The U.K. government will not exempt universities, libraries, and small businesses providing open Wi-Fi services from its Digital Economy Bill copyright crackdown, according to official advice released earlier this week.
More than 74,000 PCs at nearly 2,500 organizations around the globe were compromised over the past year and a half in a botnet infestation designed to steal login credentials to bank sites, social networks, and e-mail systems, a security firm said Wednesday. The systems were infected with the Zeus Trojan and the botnet was dubbed "Kneber" after a username that linked the infected PCs on corporate and government systems, according to NetWitness. The Wall Street Journal reported that Merck, Cardinal Health, Paramount Pictures, and Juniper Networks were among the targets in the attack. NetWitness speculated that criminals in Eastern Europe using a command-and-control server in Germany sent attachments containing the malware in e-mails or links to the malware on Web sites that employees within the companies clicked on. NetWitness said it discovered more than 75 gigabytes worth of stolen data during routine analytic tasks as part of an evaluation of a client network on January 26. The cache of stolen data included 68,000 corporate login credentials, access to e-mail systems, online banking sites, Facebook, Yahoo, Hotmail, 2,000 SSL (Secure Sockets Layer) certificate files and data on individuals, NetWitness said in a statement and in a whitepaper available for download from its Web site. In addition to stealing specific data, Zeus can be used to search for and steal any file on the computer, download and execute programs and allow someone to remotely control the computer. More than half of the compromised machines were also infected with peer-to-peer bot malware called Waledac, the company said. Nearly 200 countries were affected, with most of the infections found in Egypt, Mexico, Saudi Arabia, Turkey and the United States. The news comes after Google announced an attack targeting it and what is believed to be more than 30 other companies and which was linked back to China. McAfee dubbed that attack "Operation Aurora." "While Operation Aurora shed light on advanced threats from sponsored adversaries, the number of compromised companies and organizations pales in comparison to this single botnet," said Amit Yoran, chief executive of NetWitness and former Director of the National Cyber Security Division. "These large-scale compromises of enterprise networks have reached epidemic levels."
Good old Wi-Fi could be the fix to an impending explosion of data on wireless networks. Nearly three years after Apple introduced the game-changing iPhone, wireless operators around the globe are feeling the effects of the wireless data tsunami that is well under way. Even networks that don't support the iPhone are feeling the pinch as a generation of new wireless devices offering bandwidth-hungry Web applications are hitting networks.
Google announced some changes to Google Buzz late Thursday that show it has belatedly recognized the backlash over privacy concerns with the new service. Early users of Google Buzz have found the settings very complicated, especially the ones that pertain to privacy. In a blog post Thursday, Google said it built privacy controls into Google Buzz from Day 1 but acknowledged the most strident criticism--that Google made if difficult to make one's list of followers private--in tweaking the set-up process for the new social-networking service. "... we heard from people that the checkbox for choosing not to display this information was too hard to find, and based on this feedback, we've changed the notice to make it very clear," the company said on its Gmail blog.

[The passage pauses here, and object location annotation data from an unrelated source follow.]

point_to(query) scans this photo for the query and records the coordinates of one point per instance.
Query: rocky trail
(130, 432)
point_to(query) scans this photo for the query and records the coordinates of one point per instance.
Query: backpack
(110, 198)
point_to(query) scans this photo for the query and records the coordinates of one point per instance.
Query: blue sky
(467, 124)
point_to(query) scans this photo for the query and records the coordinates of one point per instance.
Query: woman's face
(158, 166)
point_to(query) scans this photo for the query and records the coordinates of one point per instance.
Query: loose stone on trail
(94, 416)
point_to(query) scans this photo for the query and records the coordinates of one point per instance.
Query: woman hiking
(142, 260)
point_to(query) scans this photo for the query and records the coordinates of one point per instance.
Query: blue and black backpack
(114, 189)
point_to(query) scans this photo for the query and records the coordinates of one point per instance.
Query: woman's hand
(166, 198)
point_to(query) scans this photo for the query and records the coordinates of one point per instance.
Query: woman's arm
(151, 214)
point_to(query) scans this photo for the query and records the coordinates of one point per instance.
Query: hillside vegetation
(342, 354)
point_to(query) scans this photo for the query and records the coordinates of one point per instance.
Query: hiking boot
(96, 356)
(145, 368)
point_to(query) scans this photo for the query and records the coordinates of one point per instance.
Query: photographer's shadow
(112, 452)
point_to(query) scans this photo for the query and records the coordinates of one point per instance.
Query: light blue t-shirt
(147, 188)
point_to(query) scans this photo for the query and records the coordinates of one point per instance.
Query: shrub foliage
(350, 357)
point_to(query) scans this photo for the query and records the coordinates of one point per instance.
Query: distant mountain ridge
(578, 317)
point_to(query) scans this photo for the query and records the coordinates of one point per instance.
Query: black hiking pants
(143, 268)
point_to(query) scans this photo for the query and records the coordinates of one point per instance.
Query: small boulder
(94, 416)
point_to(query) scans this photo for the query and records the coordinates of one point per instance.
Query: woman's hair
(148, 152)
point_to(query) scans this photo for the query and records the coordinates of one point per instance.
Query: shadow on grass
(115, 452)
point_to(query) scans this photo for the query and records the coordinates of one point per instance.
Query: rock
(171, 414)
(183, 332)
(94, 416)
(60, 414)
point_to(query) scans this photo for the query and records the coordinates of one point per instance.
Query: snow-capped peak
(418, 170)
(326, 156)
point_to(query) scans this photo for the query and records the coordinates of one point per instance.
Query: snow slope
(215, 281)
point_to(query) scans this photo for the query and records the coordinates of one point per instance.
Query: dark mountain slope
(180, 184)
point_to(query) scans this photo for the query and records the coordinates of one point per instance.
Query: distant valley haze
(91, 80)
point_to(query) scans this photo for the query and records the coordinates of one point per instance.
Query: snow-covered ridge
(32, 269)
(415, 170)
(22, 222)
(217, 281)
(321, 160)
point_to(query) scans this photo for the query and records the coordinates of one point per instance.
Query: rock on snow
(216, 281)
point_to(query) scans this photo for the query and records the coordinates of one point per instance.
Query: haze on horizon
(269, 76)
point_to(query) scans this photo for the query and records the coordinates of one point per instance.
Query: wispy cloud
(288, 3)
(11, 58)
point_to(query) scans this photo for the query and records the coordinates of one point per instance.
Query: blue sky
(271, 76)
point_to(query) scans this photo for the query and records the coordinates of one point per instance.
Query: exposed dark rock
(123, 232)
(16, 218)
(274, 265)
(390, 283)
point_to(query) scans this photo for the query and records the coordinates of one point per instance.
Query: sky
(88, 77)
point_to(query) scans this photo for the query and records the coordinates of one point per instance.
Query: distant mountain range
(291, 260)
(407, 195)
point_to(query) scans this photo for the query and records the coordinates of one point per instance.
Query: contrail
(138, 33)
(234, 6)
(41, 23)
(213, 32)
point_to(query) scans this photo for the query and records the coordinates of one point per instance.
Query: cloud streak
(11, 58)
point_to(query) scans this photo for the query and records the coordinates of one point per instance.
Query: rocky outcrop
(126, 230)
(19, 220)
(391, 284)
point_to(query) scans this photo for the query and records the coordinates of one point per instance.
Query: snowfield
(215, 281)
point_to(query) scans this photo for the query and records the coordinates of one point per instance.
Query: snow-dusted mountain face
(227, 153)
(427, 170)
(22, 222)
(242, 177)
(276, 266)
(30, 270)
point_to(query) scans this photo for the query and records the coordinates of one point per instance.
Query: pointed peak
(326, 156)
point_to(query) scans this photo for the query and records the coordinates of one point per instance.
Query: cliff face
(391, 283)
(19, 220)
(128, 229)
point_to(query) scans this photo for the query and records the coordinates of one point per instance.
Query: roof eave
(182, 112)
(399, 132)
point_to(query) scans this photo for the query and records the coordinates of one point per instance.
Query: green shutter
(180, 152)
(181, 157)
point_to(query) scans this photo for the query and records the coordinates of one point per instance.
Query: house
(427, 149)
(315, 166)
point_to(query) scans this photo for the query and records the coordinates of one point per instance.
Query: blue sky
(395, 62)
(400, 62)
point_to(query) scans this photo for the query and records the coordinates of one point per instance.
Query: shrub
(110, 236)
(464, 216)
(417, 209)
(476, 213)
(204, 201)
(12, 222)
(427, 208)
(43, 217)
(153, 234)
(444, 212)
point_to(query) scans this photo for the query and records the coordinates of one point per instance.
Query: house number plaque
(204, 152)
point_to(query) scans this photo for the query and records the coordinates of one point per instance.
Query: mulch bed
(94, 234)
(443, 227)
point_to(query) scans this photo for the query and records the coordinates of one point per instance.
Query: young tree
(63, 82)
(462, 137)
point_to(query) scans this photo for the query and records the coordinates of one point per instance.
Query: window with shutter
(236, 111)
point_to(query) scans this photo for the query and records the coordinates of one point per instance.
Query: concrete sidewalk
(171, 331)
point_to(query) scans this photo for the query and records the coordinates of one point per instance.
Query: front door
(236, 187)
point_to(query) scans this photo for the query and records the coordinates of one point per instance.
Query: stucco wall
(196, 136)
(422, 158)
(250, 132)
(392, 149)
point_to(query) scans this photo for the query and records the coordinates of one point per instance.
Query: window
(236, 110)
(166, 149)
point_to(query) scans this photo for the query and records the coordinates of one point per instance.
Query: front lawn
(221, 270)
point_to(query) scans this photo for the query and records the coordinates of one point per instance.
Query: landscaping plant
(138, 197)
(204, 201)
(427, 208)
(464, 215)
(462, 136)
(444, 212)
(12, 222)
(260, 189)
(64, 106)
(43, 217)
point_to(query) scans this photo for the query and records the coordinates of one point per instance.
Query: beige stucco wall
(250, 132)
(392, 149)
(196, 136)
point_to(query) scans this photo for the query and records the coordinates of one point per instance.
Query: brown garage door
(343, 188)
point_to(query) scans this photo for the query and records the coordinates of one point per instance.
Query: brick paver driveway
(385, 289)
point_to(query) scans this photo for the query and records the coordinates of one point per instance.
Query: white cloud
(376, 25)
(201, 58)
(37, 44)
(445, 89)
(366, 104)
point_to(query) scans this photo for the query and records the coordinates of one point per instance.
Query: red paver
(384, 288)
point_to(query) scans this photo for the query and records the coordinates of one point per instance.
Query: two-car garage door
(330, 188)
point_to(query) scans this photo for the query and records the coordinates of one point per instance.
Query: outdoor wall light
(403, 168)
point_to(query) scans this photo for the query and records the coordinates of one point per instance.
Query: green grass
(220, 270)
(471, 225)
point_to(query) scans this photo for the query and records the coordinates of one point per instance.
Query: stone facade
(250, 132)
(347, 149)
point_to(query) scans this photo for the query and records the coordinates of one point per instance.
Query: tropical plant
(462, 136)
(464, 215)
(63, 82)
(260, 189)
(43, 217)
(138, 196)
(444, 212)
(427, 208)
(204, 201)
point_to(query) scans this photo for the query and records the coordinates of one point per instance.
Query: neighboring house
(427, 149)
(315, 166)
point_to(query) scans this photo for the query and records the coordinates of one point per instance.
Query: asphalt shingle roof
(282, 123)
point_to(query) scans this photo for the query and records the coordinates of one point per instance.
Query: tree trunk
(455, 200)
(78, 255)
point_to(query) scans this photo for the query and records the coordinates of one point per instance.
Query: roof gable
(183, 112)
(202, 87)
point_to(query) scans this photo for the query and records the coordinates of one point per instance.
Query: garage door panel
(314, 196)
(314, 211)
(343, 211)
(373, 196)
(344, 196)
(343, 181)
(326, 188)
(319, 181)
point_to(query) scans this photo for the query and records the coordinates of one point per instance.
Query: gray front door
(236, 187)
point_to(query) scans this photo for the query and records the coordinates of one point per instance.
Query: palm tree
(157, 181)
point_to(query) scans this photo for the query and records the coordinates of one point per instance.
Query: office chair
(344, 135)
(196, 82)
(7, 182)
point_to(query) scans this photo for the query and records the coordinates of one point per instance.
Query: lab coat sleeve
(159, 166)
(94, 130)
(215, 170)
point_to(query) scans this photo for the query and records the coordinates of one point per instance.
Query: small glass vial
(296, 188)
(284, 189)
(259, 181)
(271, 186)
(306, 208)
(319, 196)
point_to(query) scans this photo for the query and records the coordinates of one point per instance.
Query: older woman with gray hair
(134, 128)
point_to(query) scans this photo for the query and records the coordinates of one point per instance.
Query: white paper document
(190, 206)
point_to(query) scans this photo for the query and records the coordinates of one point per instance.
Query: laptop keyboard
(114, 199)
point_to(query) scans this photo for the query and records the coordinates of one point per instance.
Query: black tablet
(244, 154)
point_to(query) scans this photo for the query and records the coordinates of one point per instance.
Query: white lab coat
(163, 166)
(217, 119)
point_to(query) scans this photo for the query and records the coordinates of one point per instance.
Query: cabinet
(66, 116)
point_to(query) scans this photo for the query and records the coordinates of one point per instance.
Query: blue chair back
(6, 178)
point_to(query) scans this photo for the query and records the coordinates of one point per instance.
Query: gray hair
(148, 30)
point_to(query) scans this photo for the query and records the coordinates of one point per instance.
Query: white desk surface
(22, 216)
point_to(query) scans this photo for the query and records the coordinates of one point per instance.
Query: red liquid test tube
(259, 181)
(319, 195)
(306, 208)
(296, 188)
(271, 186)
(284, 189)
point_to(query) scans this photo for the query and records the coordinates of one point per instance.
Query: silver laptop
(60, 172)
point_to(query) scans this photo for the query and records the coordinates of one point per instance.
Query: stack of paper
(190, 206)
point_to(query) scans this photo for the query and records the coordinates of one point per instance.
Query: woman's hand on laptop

Google, never satisfied with the pace of change, plans a test that will provide 50,000 to 500,000 people with fiber-optic broadband Internet access with a network speed of a gigabit per second starting as soon as this year.
To entice security researchers to look for holes in the Chrome browser, Google has announced it will pay $500 for bugs found in the code. But several experts say that's not enough money to motivate skilled vulnerability researchers. "I think it's ridiculous," Charlie Miller, a senior security researcher at Independent Security Evaluators, said when asked Monday for his opinion of Google's new bug bounty program. "It's insulting. It's so low." Under Google's new "experimental" incentive program announced last week people will get paid $500 for select interesting and original security vulnerabilities discovered in Chrome, or $1,337 for particularly severe or clever bugs. That figure refers to the geek term for elite, or "leet," which can be spelled out using the numbers.
It was Google's first-ever Super Bowl ad--and one of their few TV spots at all, to boot. On Sunday, during the third quarter of Super Bowl XLIV, the Mountain View, Calif., tech giant aired an ad called "Parisian Love," featuring a Valentine's-worthy romance spelled out in Google search queries.